PyHa

A tool designed to convert audio-based "weak" labels to "strong" moment-to-moment labels. Provides a pipeline to compare automated moment-to-moment labels to human labels. Current proof of concept work being fulfilled on Bird Audio clips using Microfaune predictions.

This package is being developed and maintained by the Engineers for Exploration Acoustic Species Identification Team in collaboration with the San Diego Zoo Wildlife Alliance.

PyHa = Python + Piha (referring to a bird species of our interest known as the screaming-piha)

Installation and Setup

Navigate to a desired folder and clone the repository onto your local machine. git clone https://github.com/UCSD-E4E/PyHa.git

If you wish to reduce the size of the repository on your local machine you can alternatively use git clone https://github.com/UCSD-E4E/PyHa.git --depth 1 which will only install the most up-to-date version of the repo without its history.
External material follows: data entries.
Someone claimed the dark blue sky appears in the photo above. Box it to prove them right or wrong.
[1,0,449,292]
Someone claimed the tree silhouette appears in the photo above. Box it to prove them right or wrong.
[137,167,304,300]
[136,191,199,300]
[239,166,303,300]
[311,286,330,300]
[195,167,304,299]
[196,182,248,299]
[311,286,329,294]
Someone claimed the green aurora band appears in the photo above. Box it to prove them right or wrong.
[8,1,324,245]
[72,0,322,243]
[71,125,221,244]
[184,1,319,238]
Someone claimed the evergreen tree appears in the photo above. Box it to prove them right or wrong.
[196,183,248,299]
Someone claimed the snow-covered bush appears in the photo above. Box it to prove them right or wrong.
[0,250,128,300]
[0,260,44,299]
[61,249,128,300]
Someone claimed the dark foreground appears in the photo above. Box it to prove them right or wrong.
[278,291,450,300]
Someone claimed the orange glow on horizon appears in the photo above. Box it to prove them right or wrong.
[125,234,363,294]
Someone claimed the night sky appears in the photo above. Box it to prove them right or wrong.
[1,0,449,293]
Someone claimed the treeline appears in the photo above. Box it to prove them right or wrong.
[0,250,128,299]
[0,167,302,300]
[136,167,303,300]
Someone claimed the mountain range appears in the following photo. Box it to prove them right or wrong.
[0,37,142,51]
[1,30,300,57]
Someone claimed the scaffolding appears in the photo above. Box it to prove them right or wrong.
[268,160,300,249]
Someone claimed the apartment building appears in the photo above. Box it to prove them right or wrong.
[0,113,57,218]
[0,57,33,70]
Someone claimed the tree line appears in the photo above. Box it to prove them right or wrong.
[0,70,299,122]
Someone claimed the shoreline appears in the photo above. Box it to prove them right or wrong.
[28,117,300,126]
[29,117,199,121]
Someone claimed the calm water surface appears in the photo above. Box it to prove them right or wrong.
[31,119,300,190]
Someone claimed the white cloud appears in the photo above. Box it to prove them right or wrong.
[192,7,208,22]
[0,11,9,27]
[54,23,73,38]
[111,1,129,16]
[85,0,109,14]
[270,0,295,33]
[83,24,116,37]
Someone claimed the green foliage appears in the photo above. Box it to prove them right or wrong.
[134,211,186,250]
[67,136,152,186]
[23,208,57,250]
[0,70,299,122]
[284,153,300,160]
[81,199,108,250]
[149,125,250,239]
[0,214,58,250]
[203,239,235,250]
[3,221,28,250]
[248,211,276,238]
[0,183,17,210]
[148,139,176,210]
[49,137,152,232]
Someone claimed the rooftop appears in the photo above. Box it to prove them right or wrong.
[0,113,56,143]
Install Python 3.8, Python 3.9, or Python 3.10
Create a venv by running python3.x -m venv .venv where python3.x is the appropriate python.
Activate the venv with the following commands:

Windows: .venv\Scripts\activate
macOS/Linux: source .venv/bin/activate

Install the build tools: python -m pip install --upgrade pip poetry
Install the environment: poetry install
Here you can download the Xeno-canto Screaming Piha test set used in our demos: https://drive.google.com/drive/u/0/folders/1lIweB8rF9JZhu6imkuTg_No0i04ClDh1
Run jupyter notebook while in the proper folder to activate the PyHa_Tutorial.ipynb notebook and make sure PyHa is running properly. Make sure the paths are properly aligned to the TEST folder in the notebook as well as in the ScreamingPiha_Manual_Labels.csv file

Functions

This image shows the design of the automated audio labeling system.

`isolation_parameters`

Many of the functions take in the isolation_parameters argument, and as such it will be defined globally here.

The isolation_parameters dictionary definition depends on the model used. The currently supported models are BirdNET-Lite, Microfaune, and TweetyNET.
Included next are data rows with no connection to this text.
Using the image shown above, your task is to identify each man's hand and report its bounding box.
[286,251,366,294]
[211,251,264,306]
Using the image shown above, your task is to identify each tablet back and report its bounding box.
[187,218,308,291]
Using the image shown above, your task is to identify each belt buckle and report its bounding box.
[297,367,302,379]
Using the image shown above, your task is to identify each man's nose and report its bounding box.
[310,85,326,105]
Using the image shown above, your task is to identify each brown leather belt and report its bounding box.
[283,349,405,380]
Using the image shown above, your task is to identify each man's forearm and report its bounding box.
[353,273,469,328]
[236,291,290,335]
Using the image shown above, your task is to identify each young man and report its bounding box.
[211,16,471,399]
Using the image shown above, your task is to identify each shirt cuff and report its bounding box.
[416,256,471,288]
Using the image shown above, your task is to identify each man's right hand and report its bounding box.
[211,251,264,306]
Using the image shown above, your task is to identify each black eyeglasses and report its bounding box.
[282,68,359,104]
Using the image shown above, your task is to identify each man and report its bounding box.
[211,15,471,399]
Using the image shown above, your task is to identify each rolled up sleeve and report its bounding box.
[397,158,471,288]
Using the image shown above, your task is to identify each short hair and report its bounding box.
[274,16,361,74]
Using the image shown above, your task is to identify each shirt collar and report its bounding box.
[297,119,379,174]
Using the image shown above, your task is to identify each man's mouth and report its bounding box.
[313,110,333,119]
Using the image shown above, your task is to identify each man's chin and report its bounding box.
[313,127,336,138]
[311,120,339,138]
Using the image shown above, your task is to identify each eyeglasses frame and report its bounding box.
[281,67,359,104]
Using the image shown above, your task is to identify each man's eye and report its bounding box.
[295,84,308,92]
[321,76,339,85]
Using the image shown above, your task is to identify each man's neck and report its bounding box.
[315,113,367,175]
The BirdNET-Lite isolation_parameters dictionary is as follows:

isolation_parameters = {
    "model" : "birdnet",
    "output_path" : "",
    "lat" : 0.0,
    "lon" : 0.0,
    "week" : 0,
    "overlap" : 0.0,
    "sensitivity" : 0.0,
    "min_conf" : 0.0,
    "custom_list" : "",
    "filetype" : "",
    "num_predictions" : 0,
    "write_to_csv" : False,
    "verbose" : True
}

The Microfaune isolation_parameters dictionary is as follows:

isolation_parameters = {
    "model" : "microfaune",
    "technique" : "",
    "threshold_type" : "",
    "threshold_const" : 0.0,
    "threshold_min" : 0.0,
    "window_size" : 0.0,
    "chunk_size" : 0.0,
    "verbose" : True
}

The technique parameter can be: Simple, Stack, Steinberg, and Chunk. This input must be a string in all lowercase.
The threshold_type parameter can be: median, mean, average, standard deviation, or pure. This input must be a string in all lowercase.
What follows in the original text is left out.